- Linux (Windows is not officially supported)
- Python 3.5+
- PyTorch 1.1 or higher
- CUDA 9.0 or higher
- NCCL 2
- GCC 4.9 or higher
- mmcv
We have tested the following versions of OS and softwares:
- OS: Ubuntu 16.04/18.04 and CentOS 7.2
- CUDA: 9.0/9.2/10.0/10.1
- NCCL: 2.1.15/2.2.13/2.3.7/2.4.2 (PyTorch-1.1 w/ NCCL-2.4.2 has a deadlock bug, see here)
- GCC(G++): 4.9/5.3/5.4/7.3
a. Create a conda virtual environment and activate it.
conda create -n open-mmlab python=3.7 -y
conda activate open-mmlab
b. Install PyTorch and torchvision following the official instructions, e.g.,
conda install pytorch torchvision -c pytorch
c. Install other third-party libraries.
conda install faiss-gpu cudatoolkit=10.0 -c pytorch # optional for DeepCluster and ODC, assuming CUDA=10.0
d. Clone the ORL repository.
git clone https://github.com/Jiahao000/ORL.git
cd ORL
e. Install.
pip install -v -e . # or "python setup.py develop"

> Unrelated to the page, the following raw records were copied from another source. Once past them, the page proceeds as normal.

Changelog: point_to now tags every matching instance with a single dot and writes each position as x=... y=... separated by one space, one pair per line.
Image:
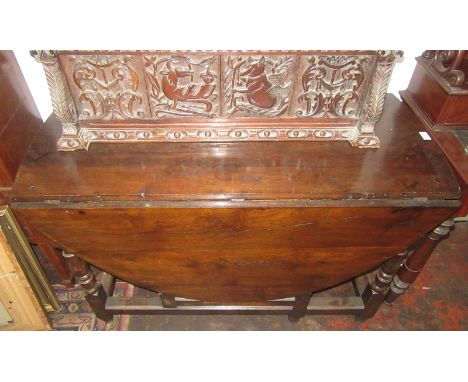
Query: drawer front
x=235 y=254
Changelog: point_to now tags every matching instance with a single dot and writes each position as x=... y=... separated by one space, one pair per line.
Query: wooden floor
x=437 y=301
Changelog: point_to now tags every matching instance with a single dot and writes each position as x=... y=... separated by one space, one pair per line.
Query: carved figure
x=174 y=87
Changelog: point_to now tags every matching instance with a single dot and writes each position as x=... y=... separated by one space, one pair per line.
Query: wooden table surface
x=239 y=221
x=405 y=167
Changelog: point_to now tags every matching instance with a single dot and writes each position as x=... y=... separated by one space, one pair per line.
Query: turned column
x=413 y=266
x=374 y=294
x=95 y=293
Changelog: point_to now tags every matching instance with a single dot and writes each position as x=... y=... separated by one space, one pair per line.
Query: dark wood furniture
x=242 y=227
x=19 y=123
x=206 y=96
x=438 y=90
x=438 y=95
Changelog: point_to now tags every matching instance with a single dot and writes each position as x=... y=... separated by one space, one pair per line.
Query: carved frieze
x=106 y=86
x=333 y=85
x=257 y=85
x=131 y=96
x=180 y=86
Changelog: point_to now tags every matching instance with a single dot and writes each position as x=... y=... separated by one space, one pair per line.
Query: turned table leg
x=95 y=293
x=299 y=309
x=374 y=294
x=413 y=266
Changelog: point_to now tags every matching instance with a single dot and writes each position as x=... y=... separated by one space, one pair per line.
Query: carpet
x=76 y=314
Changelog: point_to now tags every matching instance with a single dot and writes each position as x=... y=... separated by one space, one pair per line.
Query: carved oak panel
x=132 y=96
x=257 y=85
x=105 y=86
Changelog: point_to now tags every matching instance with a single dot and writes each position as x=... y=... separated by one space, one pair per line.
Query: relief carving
x=257 y=85
x=182 y=86
x=447 y=64
x=332 y=86
x=107 y=87
x=236 y=96
x=379 y=84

f. Install Apex (optional), following the official instructions, e.g.
git clone https://github.com/NVIDIA/apex
cd apex
pip install -v --no-cache-dir --global-option="--cpp_ext" --global-option="--cuda_ext" ./
Note:
-
The git commit id will be written to the version number with step d, e.g. 0.6.0+2e7045c. The version will also be saved in trained models.
-
Following the above instructions, openselfsup is installed on
dev
mode, any local modifications made to the code will take effect without the need to reinstall it (unless you submit some commits and want to update the version number). -
If you would like to use
opencv-python-headless
instead ofopencv-python
, you can install it before installing MMCV.
It is recommended to symlink your dataset root (assuming $YOUR_DATA_ROOT) to $ORL/data
.
If your folder structure is different, you may need to change the corresponding paths in config files.

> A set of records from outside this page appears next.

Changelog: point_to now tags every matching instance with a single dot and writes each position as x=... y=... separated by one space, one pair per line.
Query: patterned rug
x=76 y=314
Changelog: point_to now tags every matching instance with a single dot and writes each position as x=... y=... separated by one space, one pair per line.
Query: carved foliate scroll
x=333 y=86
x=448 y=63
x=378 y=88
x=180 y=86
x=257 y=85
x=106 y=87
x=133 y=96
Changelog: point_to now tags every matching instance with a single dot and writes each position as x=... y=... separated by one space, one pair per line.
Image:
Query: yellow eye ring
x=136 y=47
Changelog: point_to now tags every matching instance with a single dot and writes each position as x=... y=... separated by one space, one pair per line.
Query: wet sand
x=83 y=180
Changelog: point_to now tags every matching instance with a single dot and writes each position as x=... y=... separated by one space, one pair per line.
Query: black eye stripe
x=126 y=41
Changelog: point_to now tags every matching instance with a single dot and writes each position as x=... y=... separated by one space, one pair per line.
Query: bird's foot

You need to 1) download both images and annotations of COCO train2017 and unlabeled2017 from here; 2) convert the COCO json format into txt format using the script ORL/tools/prepare_data/convert_coco_data_format.py
and save them under $COCO/meta/
or $COCOPLUS/meta/
; 3) create a symlink under $ORL/data/
; 4) progressively save the generated json files in Stage 2 of ORL under $COCO/meta
or $COCOPLUS/meta
, respectively (these files are used in Stage 2 and Stage 3 of ORL, please refer to README.md for the details).
Assuming that you usually store datasets in $YOUR_DATA_ROOT
(e.g., for me, /home/jhxie/data/
).
This script will automatically download PASCAL VOC 2007 into $YOUR_DATA_ROOT
, prepare the required files, create a folder data
under $ORL
and make a symlink VOCdevkit
.
cd $ORL
bash tools/prepare_data/prepare_voc07_cls.sh $YOUR_DATA_ROOT
Taking ImageNet for example, you need to 1) download ImageNet; 2) create the following list files or download here under $IMAGENET/meta/
: train.txt
and val.txt
contains an image file name in each line, train_labeled.txt
and val_labeled.txt
contains filename[space]label\n
in each line; train_labeled_*percent.txt
are the down-sampled lists for semi-supervised evaluation. 3) create a symlink under $ORL/data/
.
At last, the folder looks like:
ORL
├── openselfsup
├── benchmarks
├── configs
├── data
│ ├── coco
│ │ ├── annotations
│ │ | ├── instances_train2017.json
│ │ | ├── image_info_unlabeled2017.json
│ │ ├── meta
│ │ | ├── train2017.txt (for self-sup training, "filename\n" in each line)
│ │ | ├── train2017_selective_search_proposal.json (selective search proposal json file)
│ │ | ├── train2017_knn_instance.json (knn image retrieval json file)
│ │ | ├── train2017_knn_instance_correspondence.json (RoI pair retrieval json file)
│ │ ├── train2017
│ │ ├── unlabeled2017
│ ├── cocoplus
│ │ ├── meta
│ │ | ├── trainplus2017.txt (for self-sup training, "filename\n" in each line)
│ │ | ├── unlabeled2017_selective_search_proposal.json (selective search proposal json file)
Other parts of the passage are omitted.